The ERISA pre-emption has generally not been extended to claims concerned solely with the quality of the benefits provided, or of medical negligence against a managed care entity for substandard care, particularly where such claims are based upon a theory of vicarious liability for the acts of physicians acting as ostensible agents of the managed care entity. *Elsesser, Id; Chaghervand v. Healthcare Corporation of the Mid-Atlantic, Inc.*, , 909 F. Supp. 304 (D.Md. 1995); *Pacificare of Oklahoma, Inc v. Burrage*, 59 F.3d 151 (10th Cir. 1995); *Rice v. Panchal*, 65 F.3d 637 (7th Cir. 1995); *Prihoda v. Shpritz*, 914 F.Supp. 113, 118 (D. Maryland 1996); H*aas v. Group Health Plan, Inc.*, 875 F. Supp. 544 (S.D. Ill. 1994). *Dukes v. U.S. Healthcare, Inc.*, 57 F.3d 350 (3d Cir. 1995) cert denied, U.S. , 116 S.Ct. 564, 133 L.Ed 2d 489 (1995). (But see *Nealy v. U.S. Healthcare HMO*, 844 F. Supp. 966 (S.D.N.Y. 1994) in which the court held that claims, including those for medical negligence, against an HMO and its medical director “relate to” the administration of the plan and were therefore subject to pre-emption.)
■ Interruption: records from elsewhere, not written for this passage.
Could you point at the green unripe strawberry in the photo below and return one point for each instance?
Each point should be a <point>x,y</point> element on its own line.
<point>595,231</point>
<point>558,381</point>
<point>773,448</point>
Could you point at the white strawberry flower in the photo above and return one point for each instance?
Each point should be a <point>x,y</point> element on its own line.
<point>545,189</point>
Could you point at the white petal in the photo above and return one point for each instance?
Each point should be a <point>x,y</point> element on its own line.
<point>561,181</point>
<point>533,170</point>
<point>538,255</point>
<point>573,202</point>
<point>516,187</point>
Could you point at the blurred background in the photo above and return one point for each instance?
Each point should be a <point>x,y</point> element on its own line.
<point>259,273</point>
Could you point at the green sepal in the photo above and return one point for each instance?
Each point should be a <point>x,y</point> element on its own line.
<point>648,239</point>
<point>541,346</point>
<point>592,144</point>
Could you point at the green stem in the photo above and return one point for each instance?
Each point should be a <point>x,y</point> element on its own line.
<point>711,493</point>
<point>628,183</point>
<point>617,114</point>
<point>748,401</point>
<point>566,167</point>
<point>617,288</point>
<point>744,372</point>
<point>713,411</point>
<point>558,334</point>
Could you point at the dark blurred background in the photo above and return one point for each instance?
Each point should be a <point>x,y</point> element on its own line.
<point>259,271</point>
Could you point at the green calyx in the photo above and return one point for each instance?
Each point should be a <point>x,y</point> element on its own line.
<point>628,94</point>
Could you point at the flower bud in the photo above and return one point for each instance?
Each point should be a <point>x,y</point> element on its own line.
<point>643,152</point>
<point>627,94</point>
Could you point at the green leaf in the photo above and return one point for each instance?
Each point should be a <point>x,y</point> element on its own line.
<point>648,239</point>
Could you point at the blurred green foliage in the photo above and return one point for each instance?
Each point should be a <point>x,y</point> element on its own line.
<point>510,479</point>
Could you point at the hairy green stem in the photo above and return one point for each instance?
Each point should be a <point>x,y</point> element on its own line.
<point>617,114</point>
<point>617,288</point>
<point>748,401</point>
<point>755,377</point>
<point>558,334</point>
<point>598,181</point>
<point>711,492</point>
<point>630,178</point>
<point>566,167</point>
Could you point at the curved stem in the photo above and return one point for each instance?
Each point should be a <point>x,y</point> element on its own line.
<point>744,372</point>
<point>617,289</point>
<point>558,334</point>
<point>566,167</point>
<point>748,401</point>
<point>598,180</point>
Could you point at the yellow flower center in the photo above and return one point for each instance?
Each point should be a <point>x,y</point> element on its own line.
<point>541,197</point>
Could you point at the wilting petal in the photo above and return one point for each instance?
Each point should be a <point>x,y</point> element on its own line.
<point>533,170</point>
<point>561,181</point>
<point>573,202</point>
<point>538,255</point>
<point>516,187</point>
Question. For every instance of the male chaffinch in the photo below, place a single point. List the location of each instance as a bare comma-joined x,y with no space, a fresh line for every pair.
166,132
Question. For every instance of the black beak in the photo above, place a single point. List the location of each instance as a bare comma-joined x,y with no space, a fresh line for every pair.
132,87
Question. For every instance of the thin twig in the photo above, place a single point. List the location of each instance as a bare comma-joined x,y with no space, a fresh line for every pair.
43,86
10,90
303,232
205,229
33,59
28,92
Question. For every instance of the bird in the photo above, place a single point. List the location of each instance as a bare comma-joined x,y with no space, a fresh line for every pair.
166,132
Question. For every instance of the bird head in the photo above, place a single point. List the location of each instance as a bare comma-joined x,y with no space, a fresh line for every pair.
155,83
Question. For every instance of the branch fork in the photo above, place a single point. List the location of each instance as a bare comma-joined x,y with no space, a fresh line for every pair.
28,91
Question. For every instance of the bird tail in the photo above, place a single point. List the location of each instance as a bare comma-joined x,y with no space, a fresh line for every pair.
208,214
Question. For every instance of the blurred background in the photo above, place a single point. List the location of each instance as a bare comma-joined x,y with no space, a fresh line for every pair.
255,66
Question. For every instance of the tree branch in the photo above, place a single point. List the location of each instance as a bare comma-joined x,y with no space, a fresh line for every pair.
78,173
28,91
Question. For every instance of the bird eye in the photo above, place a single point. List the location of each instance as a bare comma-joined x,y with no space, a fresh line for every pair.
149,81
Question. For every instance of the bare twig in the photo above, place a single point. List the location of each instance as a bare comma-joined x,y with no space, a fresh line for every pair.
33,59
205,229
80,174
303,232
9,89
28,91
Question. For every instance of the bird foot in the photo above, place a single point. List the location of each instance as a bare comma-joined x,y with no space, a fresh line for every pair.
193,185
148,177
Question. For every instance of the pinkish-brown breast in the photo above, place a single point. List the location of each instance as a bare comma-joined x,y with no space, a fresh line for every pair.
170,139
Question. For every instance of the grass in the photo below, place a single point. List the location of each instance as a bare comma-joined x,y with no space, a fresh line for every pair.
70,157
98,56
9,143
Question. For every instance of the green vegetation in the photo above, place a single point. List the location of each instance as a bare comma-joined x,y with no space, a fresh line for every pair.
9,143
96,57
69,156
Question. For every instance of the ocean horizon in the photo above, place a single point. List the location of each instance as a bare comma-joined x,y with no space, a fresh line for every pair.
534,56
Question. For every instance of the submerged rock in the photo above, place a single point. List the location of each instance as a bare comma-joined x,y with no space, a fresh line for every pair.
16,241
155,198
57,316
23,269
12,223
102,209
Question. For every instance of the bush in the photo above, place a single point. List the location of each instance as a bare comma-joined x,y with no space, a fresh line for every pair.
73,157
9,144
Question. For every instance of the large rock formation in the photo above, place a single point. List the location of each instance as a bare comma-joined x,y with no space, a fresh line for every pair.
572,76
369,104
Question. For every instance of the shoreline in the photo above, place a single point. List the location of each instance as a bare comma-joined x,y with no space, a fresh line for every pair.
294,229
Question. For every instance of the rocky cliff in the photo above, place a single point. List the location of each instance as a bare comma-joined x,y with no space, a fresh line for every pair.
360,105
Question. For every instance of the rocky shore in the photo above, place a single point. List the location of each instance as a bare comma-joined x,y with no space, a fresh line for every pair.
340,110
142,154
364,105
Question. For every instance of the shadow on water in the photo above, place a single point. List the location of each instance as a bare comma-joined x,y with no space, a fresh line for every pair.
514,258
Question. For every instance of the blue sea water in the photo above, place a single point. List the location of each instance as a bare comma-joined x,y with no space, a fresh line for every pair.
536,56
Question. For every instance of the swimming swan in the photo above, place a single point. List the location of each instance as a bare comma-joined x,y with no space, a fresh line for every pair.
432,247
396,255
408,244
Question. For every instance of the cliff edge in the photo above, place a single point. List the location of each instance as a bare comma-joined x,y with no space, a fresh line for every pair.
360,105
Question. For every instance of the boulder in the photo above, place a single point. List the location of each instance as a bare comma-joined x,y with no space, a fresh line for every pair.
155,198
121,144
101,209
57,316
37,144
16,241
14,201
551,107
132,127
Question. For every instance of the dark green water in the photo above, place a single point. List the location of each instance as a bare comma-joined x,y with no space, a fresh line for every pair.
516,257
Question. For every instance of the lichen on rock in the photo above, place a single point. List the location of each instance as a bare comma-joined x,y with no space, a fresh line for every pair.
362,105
In *Dukes*, Mr. Dukes was a member of an HMO though an employersponsored health care program. He underwent surgery on his ears and was given a prescription by his physician to have blood tests. The hospital refused to do the tests. Although the tests were eventually done, Mr. Dukes’ condition had deteriorated in the meantime, and he subsequently died as a result of the delay. The Third Circuit held that this was not a claim to recover benefits due, but was a claim about the quality of a benefit received and was therefore not pre-empted by ERISA. The Court distinguished between the claims made by the plaintiff in *Dukes* from other cases finding complete preemption of claims relating solely to plan and benefits administration. Upon remand and subsequent discovery in the Dukes case, the plaintiff voluntarily dismissed all claims against U.S. Healthcare.

Inconsistencies between the rights of patients covered under ERISA plans and those who are not, and inconsistencies in the application of the pre-emption language by the courts have led a number of federal lawmakers to consider offering amendments to ERISA.

Representative Charles Norwood (R-GA) recently offered a bill entitled The Patient Access to Responsible Care Act of 1997 which would, among other things, clarify that individuals are not prevented from bringing liability claims against the agents of self insured plans for wrongful death or personal injury suffered by the medical decision-making policies of the plan.

Representative Pete Stark (D- CA) has also just introduced a bill which would amend ERISA to make managed care entities liable under federal law for failure to provide any benefit, pursuant to a clinically or medically inappropriate decision, resulting from any cost containment technique, utilization review, or any other medical care delivery policy decision. It woud apply strictly to managed care entities and not to other forms of health care financing, and strictly to cases where patients suffered personal injury as a result of the denial of benefits. The bill provides for punitive damages, and joint and several liability for managed care entities and health care providers. A companion bill was introduced in the Senate by Senator Alphonse D’Amato (R- NY).

In conclusion, there appears to be an increasing acceptance of the proposition among many in the judicial and legislative branches that managed care entities ought not to be shielded from liability for their own wrongdoing under an expansive interpretation of the ERISA preemption. This is undoubtedly due at least in part to an increasing awareness of the magnitude and ramifications of the health care revolution in America, which unfortunately is being driven too much by concerns about cost containment and too little by concerns over quality of care. We can only hope that the erosion of the ERISA defense will restore a greater sense of accountability among managed care entities serving as agents for employee benefit plans, and that this will in turn cause them to be more sensitive to the potential human costs of their actions and decisions. ERISA may then once again be regarded as a true benefit to employees, rather than as a barrier to equal rights with respect to medical care.